Call me old fashioned, but I like
a good story. After reading the synopsis of the show I thought that there would
be one, however I found that the playwright’s vile and vulgar verbose vocabulary
(ironically a sentence which could have fitted well into the script) was far
too self-indulgent to give any real chance to the story to take some of the
foreground.
With the actors shacked by a
terribly pretentious script, it is no wonder that the show left the audience
somewhat speechless at the end. As it was, they didn’t do a bad job at all,
with only a few very minor slips ups being more than understandable with such a
barrage of literary confusion thrust upon them in the script. The removal and
immediate reapplication of wigs in the middle of the dialogue seemed a little
bit pointless and happened quite a few times.
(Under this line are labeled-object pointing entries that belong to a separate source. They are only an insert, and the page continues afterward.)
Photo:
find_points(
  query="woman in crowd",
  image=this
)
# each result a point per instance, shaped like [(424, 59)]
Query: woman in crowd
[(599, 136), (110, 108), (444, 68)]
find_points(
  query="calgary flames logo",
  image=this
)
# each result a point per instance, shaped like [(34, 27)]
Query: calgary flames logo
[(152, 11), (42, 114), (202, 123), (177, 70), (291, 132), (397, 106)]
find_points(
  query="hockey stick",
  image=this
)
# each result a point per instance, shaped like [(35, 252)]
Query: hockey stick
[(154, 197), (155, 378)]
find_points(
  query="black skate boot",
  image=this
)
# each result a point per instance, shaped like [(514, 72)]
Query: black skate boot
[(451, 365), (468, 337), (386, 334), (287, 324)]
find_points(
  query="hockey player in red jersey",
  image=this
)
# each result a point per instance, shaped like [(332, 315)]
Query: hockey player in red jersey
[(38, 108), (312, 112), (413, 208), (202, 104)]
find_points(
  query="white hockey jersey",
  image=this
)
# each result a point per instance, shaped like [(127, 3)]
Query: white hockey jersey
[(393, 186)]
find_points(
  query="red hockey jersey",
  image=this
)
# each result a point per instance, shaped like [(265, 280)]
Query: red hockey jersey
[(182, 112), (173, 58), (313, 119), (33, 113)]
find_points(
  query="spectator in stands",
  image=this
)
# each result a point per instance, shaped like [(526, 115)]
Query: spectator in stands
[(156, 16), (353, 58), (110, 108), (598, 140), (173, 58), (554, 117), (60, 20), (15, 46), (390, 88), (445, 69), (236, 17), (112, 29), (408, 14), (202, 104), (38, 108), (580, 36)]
The staging was quite resourceful, if a little
sparse, but the creative use of the props should be commended.
Overall, I would say that this
play is only for a very select few who don’t mind swearing, crude sexual
references, long nonalogues (monologues without any real sense of purpose) and
are genuinely curious about the philosophical aspects of theatre, what it is
and what it means. For all other viewers, I feel that this might not quite be
the taste of the fringe that you are looking for.